Há um outro modo ainda mais fácil de os identificar: eles aparecem frequentemente em fotografias e na televisão, sentados ou em pé, lado a lado com os seus patrões estrangeiros, geralmente brancos ou amarelos, a quem chamam “investidores”, e a quem vendem a retalho o país que pertence a todos os moçambicanos, mas que os falsos genuínos usurparam. Enquanto isso, para tentar mascarar esta realidade, os falsos genuínos lançam campanhas racistas para uso doméstico, tendo como objectivo lançar areia para os olhos daqueles a quem gostam de chamar “as comunidades” e “os populares”, e que, em discursos insidiosos, são promovidos à categoria de “maravilhoso povo”, para aumentar o ludibrio.

De resto, um dos principais indicadores que demonstra que os fictícios “genuínos” são falsos genuínos é a sua ideologia racista, porque o racismo, com toda a certeza, não pertence à moçambicanidade. O racismo é uma ação política do nível mais rafeiro, não é uma identidade social.

Na República de Moçambique, não há registo de ações organizadas e coletivas racistas. Pelo contrário, Moçambique é um país em que se fez um intenso combate contra o racismo, após a proclamação da Independência Nacional. A prática do racismo como ação organizada e institucional pertence ao período do colonialismo e ao período atual do neocolonialismo.

Entretanto, os falsos genuínos esquecem-se de explicar porque é que, no seu regime, é quase impossível, quando se entra numa loja, encontrar um caso em que o dono da loja seja um moçambicano negro.

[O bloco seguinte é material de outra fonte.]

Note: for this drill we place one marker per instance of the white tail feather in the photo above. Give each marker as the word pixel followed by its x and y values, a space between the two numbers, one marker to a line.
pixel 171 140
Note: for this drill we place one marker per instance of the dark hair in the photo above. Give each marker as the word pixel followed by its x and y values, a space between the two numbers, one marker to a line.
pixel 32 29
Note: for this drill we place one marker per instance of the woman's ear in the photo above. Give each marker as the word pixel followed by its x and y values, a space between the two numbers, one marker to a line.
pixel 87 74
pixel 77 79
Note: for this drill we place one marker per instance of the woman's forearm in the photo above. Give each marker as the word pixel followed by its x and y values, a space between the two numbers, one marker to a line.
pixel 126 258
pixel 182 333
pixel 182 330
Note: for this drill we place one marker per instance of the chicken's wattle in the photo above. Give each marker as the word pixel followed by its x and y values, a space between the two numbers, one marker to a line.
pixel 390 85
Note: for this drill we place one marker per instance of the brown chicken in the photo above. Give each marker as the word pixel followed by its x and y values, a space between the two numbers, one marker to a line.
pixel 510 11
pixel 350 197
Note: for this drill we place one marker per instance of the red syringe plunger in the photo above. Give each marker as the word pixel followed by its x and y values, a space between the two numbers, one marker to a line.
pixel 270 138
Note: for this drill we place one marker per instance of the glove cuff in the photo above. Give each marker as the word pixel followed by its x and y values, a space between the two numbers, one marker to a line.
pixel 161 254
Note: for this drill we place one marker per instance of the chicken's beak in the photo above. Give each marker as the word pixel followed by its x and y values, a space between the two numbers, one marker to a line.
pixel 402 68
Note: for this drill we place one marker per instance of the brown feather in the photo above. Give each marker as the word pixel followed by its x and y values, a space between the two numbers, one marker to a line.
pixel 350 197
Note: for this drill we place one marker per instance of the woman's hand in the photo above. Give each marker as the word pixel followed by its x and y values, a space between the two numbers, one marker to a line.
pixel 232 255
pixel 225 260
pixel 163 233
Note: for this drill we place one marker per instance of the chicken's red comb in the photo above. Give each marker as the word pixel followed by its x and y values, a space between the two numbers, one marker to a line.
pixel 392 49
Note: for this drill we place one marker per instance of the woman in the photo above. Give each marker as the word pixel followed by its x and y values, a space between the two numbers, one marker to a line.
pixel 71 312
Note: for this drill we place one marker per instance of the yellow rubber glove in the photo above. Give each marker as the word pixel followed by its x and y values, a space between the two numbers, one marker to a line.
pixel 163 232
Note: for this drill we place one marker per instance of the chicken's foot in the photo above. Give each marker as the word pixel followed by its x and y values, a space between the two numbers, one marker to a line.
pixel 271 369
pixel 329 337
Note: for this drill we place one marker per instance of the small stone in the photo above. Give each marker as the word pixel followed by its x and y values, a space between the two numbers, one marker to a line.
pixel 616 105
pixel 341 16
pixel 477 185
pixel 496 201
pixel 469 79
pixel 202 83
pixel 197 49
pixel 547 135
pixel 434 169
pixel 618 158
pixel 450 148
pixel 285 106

O dono (ou a dona) da loja, se é moçambicano, não é negro, e, se é negro, não é moçambicano.

No regime dos falsos genuínos, as moçambicanas e os moçambicanos negros podem vender sentados no chão – que é a posição que lhes é ensinada nas escolas da “autoestima” –, no máximo podem ter uma banca ou uma barraca, mas loja com vitrina, isso está reservado para os outros. A política dos falsos genuínos representa, afinal, o regresso do passado em grande força, montado num tambor ornamentado com maçaroca.

Frequentemente, uma campanha racista é apenas a sessão de abertura de uma campanha tribalista de maiores dimensões. As formas específicas de racismo são apenas uma manifestação secundária desse tribalismo.

E não é por acaso que já apareceu um editorial dum jornal defendendo a tese de que há uma tribo que merece um direito especial de designar um candidato à Presidência da República. O argumento apresentado é o de que essa tribo lutou mais – mesmo que o seu candidato, pela sua idade, só pudesse ter sido um guerrilheiro infantil – e, por isso, merece ter privilégios. Ou seja, entre os “genuínos”, há depois uns que são “mais genuínos” do que outros. E o critério para medir o grau de “genuinidade” é o uso da violência armada. Quem usa mais violência é “mais genuíno”. Não é difícil perceber que esta é uma lógica própria de bandidos. E é isso a moçambicanidade?

A moçambicanidade não se confunde com a doença dos falsos genuínos, que tem como sintoma o vício de usurpar o que pertence a todos. E essa doença tem um nome: cleptomania genuína.